<pre>Input:
X_train=train_df.drop("Survived",axis=1)
Y_train=train_df["Survived"]
X_test=test_df.drop("PassengerId",axis=1).copy()
X_train.head()
Y_train.head()
X_test.head()
Output:
Pclass----Sex-----Age-------Parch-----Fare-------EMbarked
3--------- 0 -----34.5------0---------7.82-------2
3--------- 1 -----47 ------0---------7----------0
2--------- 0 -----62 ------0---------9.68-------2
3--------- 0 -----27 ------0---------8.66-------0
3--------- 1 -----22 ------1---------12.2-------0
Input:
X_train.shape,Y_train.shape,X_test.shape
Output:((891, 7), (891,), (418, 6))
input:X_train.head()
output:
Survived---Pclass----Sex----Age-----Parch----Fare----Embarked
0----------3---------0------22-------0--------7.25------0
1----------1---------1------38-------0--------71.2833----1
1----------3---------1-------26------0--------7.925------0
1----------1---------1-------35------0---------53.1------0
0----------3---------0-------35------0---------8.05------0
# Logistic Regression
logreg = LogisticRegression()
logreg.fit(X_train, Y_train)
Y_pred = logreg.predict(X_test)
acc_log = round(logreg.score(X_train, Y_train) * 100, 2)
acc_log
c:\users\user\appdata\local\programs\python\python37\lib\site-packages\sklearn\linear_model\logistic.py:432: FutureWarning: Default solver will be changed to 'lbfgs' in 0.22. Specify a solver to silence this warning.
FutureWarning)
ValueError Traceback (most recent call last)
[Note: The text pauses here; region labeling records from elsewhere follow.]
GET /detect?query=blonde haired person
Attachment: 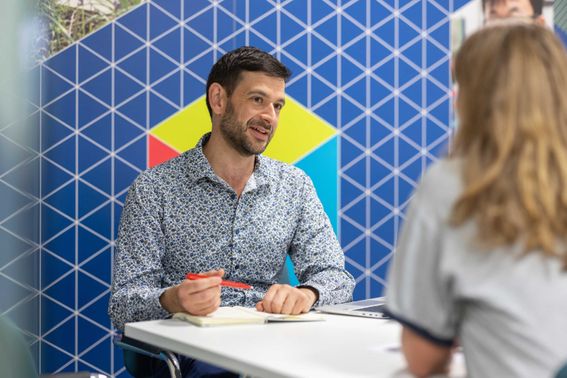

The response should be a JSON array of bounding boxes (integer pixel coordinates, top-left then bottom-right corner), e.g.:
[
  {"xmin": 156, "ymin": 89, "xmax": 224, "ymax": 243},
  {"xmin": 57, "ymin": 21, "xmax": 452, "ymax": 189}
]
[{"xmin": 387, "ymin": 24, "xmax": 567, "ymax": 377}]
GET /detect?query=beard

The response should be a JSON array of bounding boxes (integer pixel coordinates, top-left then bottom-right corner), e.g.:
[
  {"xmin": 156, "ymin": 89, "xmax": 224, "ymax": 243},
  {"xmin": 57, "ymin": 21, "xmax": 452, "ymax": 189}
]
[{"xmin": 220, "ymin": 100, "xmax": 273, "ymax": 156}]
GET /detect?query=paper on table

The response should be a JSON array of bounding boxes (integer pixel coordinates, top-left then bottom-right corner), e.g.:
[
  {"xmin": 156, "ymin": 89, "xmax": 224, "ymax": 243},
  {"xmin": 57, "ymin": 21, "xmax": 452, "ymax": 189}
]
[{"xmin": 173, "ymin": 306, "xmax": 325, "ymax": 327}]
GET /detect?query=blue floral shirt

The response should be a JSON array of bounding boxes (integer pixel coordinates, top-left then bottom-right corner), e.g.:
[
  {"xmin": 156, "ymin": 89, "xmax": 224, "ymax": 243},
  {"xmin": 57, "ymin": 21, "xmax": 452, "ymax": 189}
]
[{"xmin": 109, "ymin": 135, "xmax": 354, "ymax": 329}]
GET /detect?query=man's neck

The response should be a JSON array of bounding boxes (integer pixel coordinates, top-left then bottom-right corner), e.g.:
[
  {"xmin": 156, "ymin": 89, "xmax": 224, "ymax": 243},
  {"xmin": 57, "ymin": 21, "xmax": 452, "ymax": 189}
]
[{"xmin": 203, "ymin": 133, "xmax": 256, "ymax": 197}]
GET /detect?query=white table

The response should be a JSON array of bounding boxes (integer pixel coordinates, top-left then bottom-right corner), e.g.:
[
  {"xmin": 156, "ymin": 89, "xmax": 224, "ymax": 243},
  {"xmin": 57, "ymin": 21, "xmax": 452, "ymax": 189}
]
[{"xmin": 125, "ymin": 315, "xmax": 463, "ymax": 378}]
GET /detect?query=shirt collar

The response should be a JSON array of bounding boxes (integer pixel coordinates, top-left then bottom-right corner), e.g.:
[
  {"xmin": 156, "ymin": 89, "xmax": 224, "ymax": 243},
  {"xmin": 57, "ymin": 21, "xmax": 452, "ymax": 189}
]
[{"xmin": 187, "ymin": 132, "xmax": 273, "ymax": 191}]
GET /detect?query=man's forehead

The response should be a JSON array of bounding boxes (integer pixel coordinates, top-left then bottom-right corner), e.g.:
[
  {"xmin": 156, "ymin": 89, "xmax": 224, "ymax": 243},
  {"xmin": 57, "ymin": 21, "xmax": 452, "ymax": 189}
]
[{"xmin": 237, "ymin": 71, "xmax": 285, "ymax": 91}]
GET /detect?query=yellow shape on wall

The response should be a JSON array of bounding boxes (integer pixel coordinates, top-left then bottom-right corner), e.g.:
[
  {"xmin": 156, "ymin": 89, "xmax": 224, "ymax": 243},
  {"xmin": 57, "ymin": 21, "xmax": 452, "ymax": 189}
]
[{"xmin": 150, "ymin": 96, "xmax": 337, "ymax": 164}]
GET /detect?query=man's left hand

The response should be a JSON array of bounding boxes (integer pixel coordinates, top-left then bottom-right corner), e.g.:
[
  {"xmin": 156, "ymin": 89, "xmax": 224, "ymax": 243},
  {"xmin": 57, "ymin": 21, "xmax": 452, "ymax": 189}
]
[{"xmin": 256, "ymin": 284, "xmax": 317, "ymax": 315}]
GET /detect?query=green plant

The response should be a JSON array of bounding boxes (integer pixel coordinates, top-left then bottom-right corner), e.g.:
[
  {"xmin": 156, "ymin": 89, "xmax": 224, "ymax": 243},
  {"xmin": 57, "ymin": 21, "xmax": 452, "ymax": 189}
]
[{"xmin": 39, "ymin": 0, "xmax": 144, "ymax": 59}]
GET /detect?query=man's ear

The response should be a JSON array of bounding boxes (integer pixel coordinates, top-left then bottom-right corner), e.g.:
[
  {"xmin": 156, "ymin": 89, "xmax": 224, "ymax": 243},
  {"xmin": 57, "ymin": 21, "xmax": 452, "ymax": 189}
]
[
  {"xmin": 209, "ymin": 83, "xmax": 227, "ymax": 115},
  {"xmin": 534, "ymin": 14, "xmax": 545, "ymax": 26}
]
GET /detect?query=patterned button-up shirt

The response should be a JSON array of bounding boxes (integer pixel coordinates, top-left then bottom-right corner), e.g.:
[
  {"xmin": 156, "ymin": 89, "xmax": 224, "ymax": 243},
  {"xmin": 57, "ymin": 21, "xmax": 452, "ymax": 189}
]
[{"xmin": 109, "ymin": 135, "xmax": 354, "ymax": 329}]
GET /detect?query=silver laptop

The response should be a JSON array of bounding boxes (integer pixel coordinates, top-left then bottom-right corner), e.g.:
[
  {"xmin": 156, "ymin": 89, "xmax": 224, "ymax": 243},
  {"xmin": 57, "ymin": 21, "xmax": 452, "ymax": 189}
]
[{"xmin": 316, "ymin": 297, "xmax": 389, "ymax": 319}]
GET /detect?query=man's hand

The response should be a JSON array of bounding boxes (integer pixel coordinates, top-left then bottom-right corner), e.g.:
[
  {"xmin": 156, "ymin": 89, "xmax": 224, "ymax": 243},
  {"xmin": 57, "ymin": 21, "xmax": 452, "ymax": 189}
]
[
  {"xmin": 256, "ymin": 284, "xmax": 317, "ymax": 315},
  {"xmin": 159, "ymin": 269, "xmax": 224, "ymax": 316}
]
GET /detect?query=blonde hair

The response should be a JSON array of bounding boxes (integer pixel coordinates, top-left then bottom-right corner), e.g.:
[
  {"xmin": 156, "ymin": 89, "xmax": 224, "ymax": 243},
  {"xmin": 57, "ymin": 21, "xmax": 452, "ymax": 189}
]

<ipython-input-64-5854ca91fc64> in <module>
3 logreg = LogisticRegression()
4 logreg.fit(X_train, Y_train)
----> 5 Y_pred = logreg.predict(X_test)
6 acc_log = round(logreg.score(X_train, Y_train) * 100, 2)
7 acc_log
c:\users\user\appdata\local\programs\python\python37\lib\site-packages\sklearn\linear_model\base.py in predict(self, X)
287 Predicted class label per sample.
288 """
--> 289 scores = self.decision_function(X)
290 if len(scores.shape) == 1:
291 indices = (scores > 0).astype(np.int)
c:\users\user\appdata\local\programs\python\python37\lib\site-packages\sklearn\linear_model\base.py in decision_function(self, X)
268 if X.shape[1] != n_features:
269 raise ValueError("X has %d features per sample; expecting %d"
--> 270 % (X.shape[1], n_features))
271
272 scores = safe_sparse_dot(X, self.coef_.T,
ValueError: X has 6 features per sample; expecting 7
What I have tried:
I tried deleting the Survived column from the train data frame but still it is of no use.
Moreover dropping the Passengerid column from the test data frame removes it from the data frame but dropping the survived column from the train data frame doesn't remove it.